The names of young black men like 17-year-old Kwamae Jones are the subject of posters being held by the crowds of people. Jones, whose death is not recorded on the Jacksonville Sheriff’s Office page because he is a juvenile, was shot and killed by an officer after the car he was riding in was pulled over going the wrong way.
Following the shooting death of the teen, JSO tweeted a picture of a gun they recovered from the vehicle but have yet to release police body camera footage of the shooting, citing an ongoing investigation.
Data from the Jacksonville Sheriffs Office shows that nine people were shot -- six of them fatally -- in 2019. The I-TEAM found in the JSO’s Response to Resistance Annual Report that officers used force hundreds of times last year and the vast majority do not involve the use of a gun or result in a death.

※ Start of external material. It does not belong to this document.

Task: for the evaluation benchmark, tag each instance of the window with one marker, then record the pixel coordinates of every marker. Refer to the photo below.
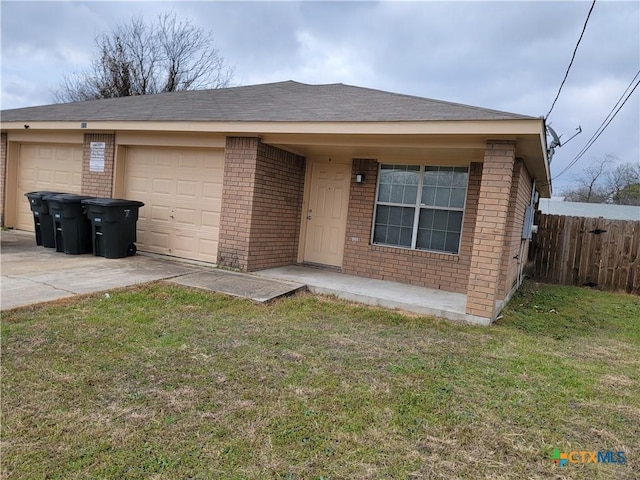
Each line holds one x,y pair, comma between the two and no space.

According to the data, officers with the Jacksonville Sheriffs Office used force 878 times in 2019. The report found 386 people were injured in 2019, with anything from cuts and bruises to broken teeth and bones. The report shows 71 officers were injured during those interactions. News4Jax originally reported 420 people were injured. Upon closer inspection of the report, there were 420 injuries, but 386 people injured.
For context, of 837,885 police/citizen interactions in 2019, 4.4% resulted in arrests. Force was used in 0.66% of all police/citizen interactions and in 1.5% of arrests.
So far the department has not released any footage of the deadly shootings citing a law that prohibits the agency from releasing footage before the case has been administratively reviewed. Since the public outcry, the State Attorneys Office is reviewing its policy and promised to release video in the shooting death of a 22-year-old FAMU student Jamee Johnson as soon as she concludes her review of the officer-involved shooting.
In 57% of the cases, force was used on black males.
In 20% of 536 incidents, the suspect was armed with anything from their fists and feet to a firearm.
Most use-of-force incidents involved an officer using physical force, 515 times, and in 23 cases in 2019, an officer used a firearm.
Most officers, nearly 90%, said they used force to overcome someone resisting them. Close to half, 48%, said they used force to protect themselves, while a little more than 17% said they used force to protect a citizen.
Data in the report also shows in 73 incidents where force was used, the officer was not on duty.
In a statement, the Jacksonville Sheriffs Office said the data is used to evaluate and improve its services.
“In evaluating the data, we identify any training issues, necessary policy updates as well as discipline issues, and act accordingly. This is not a once a year process, but rather an on-going commitment to self-evaluation and improvement,” the Jacksonville Sheriffs Office spokesman said in a statement.
Sheriff Mike Williams hasn’t specifically addressed his agency’s most recent use-of-force data, but has called efforts to defund law enforcement that are heard in protests around the country “one of the worst policy ideas I’ve ever heard.”